When I was looking through some old books and papers recently, before committing them to the salvage dump, my attention was caught by two Italian books which, with several other volumes, had been salvaged from my house which had been blasted in one of the Mersey-side raids.
Glancing quickly through them I discovered in one of the volumes a source of interest and a certain amount of inspiration, as a result of which I pass on a few suggestions.
The book was the second volume of La Letteratura Latino by Professors Bassi and Cabrini, and published by the once well-known house of G. B. Paravia and Co. of Milan.
I make no attempt to pass judgement on the scholarship of these learned Italians; but the passages of wide range and high quality chosen to illustrate the prose and verse literature of the Silver and Post-classical periods not only serve their purpose admirably, but appear to me to afford a tolerably good anthology of Late Latin.
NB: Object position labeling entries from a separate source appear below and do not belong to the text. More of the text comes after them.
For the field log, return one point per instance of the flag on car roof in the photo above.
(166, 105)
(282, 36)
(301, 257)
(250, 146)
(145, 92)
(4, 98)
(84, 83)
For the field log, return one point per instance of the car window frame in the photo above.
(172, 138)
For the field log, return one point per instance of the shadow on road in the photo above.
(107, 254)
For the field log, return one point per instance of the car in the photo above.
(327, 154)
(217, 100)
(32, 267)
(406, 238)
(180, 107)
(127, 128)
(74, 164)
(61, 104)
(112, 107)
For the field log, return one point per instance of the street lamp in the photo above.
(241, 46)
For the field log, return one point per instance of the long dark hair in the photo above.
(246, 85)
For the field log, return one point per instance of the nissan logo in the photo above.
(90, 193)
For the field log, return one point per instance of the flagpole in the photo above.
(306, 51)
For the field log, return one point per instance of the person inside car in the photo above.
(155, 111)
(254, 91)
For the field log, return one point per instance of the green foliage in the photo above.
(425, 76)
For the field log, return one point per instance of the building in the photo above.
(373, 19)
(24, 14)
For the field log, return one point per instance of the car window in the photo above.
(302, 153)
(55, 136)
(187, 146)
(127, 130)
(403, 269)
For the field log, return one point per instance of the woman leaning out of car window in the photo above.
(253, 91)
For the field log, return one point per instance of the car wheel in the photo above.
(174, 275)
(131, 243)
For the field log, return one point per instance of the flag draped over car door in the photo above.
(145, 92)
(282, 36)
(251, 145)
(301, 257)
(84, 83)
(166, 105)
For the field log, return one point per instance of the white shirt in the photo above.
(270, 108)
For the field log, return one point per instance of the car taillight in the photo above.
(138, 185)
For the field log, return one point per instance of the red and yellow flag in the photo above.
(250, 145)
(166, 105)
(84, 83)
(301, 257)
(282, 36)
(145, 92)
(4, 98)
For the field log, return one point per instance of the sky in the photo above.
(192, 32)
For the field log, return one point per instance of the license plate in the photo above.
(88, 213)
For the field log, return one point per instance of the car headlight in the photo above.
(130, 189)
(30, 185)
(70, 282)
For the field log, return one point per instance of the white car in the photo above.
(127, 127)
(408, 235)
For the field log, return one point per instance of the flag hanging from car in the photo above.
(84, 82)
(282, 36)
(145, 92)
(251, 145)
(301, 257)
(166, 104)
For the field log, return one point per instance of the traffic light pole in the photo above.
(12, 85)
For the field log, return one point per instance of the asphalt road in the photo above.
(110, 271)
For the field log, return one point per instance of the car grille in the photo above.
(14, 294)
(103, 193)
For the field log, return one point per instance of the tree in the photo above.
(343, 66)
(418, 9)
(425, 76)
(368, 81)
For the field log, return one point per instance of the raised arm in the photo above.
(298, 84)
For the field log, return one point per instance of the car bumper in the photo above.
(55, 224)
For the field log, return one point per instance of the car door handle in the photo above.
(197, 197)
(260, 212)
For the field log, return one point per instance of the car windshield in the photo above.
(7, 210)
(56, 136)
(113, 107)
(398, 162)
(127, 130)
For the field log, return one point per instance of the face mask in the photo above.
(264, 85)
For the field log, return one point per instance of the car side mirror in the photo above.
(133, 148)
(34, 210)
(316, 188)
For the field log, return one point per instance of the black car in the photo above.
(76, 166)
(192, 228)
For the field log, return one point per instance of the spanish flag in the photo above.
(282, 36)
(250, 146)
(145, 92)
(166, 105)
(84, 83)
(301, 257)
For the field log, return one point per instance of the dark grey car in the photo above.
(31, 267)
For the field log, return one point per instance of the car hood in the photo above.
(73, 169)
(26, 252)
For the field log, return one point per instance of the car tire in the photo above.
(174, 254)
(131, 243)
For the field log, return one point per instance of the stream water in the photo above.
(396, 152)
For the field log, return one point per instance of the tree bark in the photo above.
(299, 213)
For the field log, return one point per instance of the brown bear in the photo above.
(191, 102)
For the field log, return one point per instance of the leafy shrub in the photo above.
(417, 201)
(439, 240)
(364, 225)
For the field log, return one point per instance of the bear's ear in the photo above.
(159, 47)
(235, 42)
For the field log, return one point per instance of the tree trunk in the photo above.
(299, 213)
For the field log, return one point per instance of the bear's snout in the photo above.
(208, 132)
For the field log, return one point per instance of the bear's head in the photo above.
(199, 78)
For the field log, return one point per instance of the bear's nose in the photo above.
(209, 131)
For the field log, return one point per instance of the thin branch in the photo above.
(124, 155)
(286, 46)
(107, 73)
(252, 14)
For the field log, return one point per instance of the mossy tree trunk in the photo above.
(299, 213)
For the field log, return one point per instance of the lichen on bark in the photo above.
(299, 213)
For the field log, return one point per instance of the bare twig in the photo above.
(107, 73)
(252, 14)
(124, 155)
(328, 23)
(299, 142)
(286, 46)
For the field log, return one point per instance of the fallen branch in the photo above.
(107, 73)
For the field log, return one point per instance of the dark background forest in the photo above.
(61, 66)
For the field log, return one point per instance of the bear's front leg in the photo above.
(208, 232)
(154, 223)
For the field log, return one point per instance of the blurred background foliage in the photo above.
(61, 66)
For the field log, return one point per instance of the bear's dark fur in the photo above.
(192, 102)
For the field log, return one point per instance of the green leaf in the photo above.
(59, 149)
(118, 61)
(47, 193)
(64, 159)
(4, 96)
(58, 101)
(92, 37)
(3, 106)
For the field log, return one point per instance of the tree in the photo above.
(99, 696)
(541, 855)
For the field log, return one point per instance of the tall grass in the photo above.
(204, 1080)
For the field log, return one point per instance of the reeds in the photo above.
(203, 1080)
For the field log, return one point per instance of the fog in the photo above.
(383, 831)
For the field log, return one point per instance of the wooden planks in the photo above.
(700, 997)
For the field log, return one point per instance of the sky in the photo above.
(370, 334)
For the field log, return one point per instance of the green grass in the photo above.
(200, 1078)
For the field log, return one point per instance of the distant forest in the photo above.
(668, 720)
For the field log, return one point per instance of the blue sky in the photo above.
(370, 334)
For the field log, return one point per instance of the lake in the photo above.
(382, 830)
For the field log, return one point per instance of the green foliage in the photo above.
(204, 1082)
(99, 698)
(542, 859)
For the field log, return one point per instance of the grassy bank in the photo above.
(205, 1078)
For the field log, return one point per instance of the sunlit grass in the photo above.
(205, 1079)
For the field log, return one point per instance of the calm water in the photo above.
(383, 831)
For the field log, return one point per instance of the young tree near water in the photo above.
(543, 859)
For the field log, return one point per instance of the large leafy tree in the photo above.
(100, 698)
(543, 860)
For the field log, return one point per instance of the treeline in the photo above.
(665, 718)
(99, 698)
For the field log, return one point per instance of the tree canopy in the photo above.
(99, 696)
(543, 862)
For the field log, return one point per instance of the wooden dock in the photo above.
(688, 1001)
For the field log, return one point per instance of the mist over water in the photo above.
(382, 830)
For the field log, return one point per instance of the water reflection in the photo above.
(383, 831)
In Fifth and Sixth Forms the first consideration in the Classics course is no doubt success in public examinations, and any reading which the pupils may indulge in apart from the set books ought, I suppose, to be limited to the principal authors of the classical period. Yet I wonder if it would not be possible in the work of the Sixth, at all events in the year succeeding the School Certificate Examination, to vary the stereo-typed programme by introducing a little discursive reading, even if it be no more ambitious than the reading of selections.